Rhizomes and Diffusions for Processing Highly Skewed Graphs on Fine-Grain Message-Driven Systems
Bibrak Qamar Chandio, Prateek Srivastava, Maciej Brodowicz, Martin Swany, Thomas Sterling
TL;DR
The paper tackles the challenge of exploiting latent, fine-grained parallelism in highly skewed graphs by co-designing a diffusive, asynchronous programming model, an action-based language for spawning work at data locality, and a novel vertex-centric data structure (Rhizomes) that distributes both out-degree and in-degree workloads across many cores. The approach hinges on RPVOs that form recursive hierarchies for vertex data and ghost nodes, augmented by rhizome-links that share in-degree loads while preserving a coherent global view via event-driven synchronization (rhizome-collapse) and Local Control Objects (LCOs) for fine-grained coordination. Through a CCA-inspired simulator, the authors demonstrate performance gains for BFS, SSSP, and PageRank on graphs with highly skewed degree distributions, and show how diffusive pruning and throttling mitigate network congestion while preserving compute occupancy. The work advances near-memory, PGAS-oriented architectures by enabling dynamic graph processing, providing dynamic task creation with actions, and offering scalable, asynchronous execution without global barriers, with practical implications for future large-scale, memory-bound graph analytics.
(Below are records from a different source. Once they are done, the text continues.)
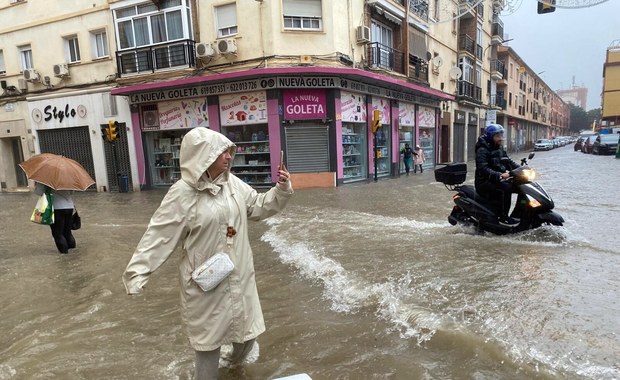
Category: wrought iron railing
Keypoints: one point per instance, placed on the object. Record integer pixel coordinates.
(156, 57)
(466, 43)
(419, 8)
(418, 68)
(385, 57)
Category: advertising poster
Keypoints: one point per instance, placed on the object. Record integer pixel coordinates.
(426, 117)
(406, 114)
(305, 103)
(382, 105)
(190, 113)
(353, 107)
(243, 109)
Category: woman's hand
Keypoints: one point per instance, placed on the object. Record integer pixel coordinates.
(284, 179)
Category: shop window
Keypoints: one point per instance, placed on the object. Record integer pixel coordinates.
(252, 162)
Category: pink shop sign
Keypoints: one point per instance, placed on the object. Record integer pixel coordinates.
(304, 104)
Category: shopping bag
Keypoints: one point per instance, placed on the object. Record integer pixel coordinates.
(44, 210)
(76, 221)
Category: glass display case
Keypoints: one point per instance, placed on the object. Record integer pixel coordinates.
(164, 149)
(405, 136)
(354, 167)
(252, 161)
(383, 150)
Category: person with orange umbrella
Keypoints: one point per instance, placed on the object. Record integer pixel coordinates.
(62, 200)
(61, 176)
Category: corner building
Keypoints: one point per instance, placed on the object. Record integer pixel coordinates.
(302, 77)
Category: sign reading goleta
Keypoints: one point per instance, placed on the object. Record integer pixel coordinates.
(271, 83)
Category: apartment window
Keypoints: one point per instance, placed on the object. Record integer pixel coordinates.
(144, 24)
(302, 14)
(25, 56)
(72, 49)
(226, 20)
(2, 67)
(99, 43)
(467, 68)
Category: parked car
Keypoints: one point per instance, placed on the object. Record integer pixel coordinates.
(543, 144)
(586, 147)
(605, 144)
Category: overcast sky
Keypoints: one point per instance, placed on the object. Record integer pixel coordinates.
(566, 43)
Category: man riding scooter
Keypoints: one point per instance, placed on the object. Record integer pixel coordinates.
(492, 167)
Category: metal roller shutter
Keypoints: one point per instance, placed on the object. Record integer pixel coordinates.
(307, 148)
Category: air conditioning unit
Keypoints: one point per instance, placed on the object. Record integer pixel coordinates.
(61, 70)
(204, 50)
(31, 75)
(363, 34)
(226, 47)
(151, 118)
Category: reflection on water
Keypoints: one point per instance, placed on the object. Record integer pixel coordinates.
(365, 281)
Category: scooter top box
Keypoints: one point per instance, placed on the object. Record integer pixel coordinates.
(452, 174)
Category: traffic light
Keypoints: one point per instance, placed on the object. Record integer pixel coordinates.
(113, 130)
(546, 6)
(376, 121)
(105, 132)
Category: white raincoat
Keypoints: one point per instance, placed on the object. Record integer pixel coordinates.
(196, 212)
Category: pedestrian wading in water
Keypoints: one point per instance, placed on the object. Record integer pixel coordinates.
(206, 213)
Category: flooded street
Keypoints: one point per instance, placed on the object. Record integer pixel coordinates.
(364, 281)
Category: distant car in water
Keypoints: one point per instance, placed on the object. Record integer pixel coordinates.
(605, 144)
(586, 146)
(582, 137)
(543, 144)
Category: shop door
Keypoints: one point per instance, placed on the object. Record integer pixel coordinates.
(459, 142)
(472, 138)
(307, 148)
(69, 142)
(117, 159)
(18, 157)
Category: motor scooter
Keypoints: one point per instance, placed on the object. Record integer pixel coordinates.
(533, 209)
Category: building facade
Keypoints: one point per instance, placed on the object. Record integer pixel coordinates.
(299, 76)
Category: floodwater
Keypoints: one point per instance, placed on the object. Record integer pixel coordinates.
(363, 281)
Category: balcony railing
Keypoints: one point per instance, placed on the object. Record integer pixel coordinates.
(467, 44)
(419, 8)
(384, 57)
(156, 57)
(469, 91)
(497, 29)
(418, 68)
(498, 69)
(497, 101)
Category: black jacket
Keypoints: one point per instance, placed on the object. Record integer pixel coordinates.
(491, 161)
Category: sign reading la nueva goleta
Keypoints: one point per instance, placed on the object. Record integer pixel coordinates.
(287, 82)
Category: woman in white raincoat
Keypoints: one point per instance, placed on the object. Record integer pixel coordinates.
(207, 211)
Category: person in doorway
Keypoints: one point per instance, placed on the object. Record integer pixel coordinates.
(492, 171)
(207, 212)
(407, 153)
(419, 159)
(62, 200)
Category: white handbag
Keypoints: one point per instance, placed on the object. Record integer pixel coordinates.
(213, 271)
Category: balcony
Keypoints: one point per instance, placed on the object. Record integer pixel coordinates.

The reported results indicate meaningful speedups and energy considerations when comparing topology variants and existing approaches, underscoring the potential of rhizome-based vertex abstractions for real-time, dynamic graph workloads.
Abstract
The paper provides a unified co-design of 1) a programming and execution model that allows spawning tasks from within the vertex data at runtime, 2) language constructs for \textit{actions} that send work to where the data resides, combining parallel expressiveness of local control objects (LCOs) to implement asynchronous graph processing primitives, 3) and an innovative vertex-centric data-structure, using the concept of Rhizomes, that parallelizes both the out and in-degree load of vertex objects across many cores and yet provides a single programming abstraction to the vertex objects. The data structure hierarchically parallelizes the out-degree load of vertices and the in-degree load laterally. The rhizomes internally communicate and remain consistent, using event-driven synchronization mechanisms, to provide a unified and correct view of the vertex. Simulated experimental results show performance gains for BFS, SSSP, and Page Rank on large chip sizes for the tested input graph datasets containing highly skewed degree distribution. The improvements come from the ability to express and create fine-grain dynamic computing task in the form of \textit{actions}, language constructs that aid the compiler to generate code that the runtime system uses to optimally schedule tasks, and the data structure that shares both in and out-degree compute workload among memory-processing elements.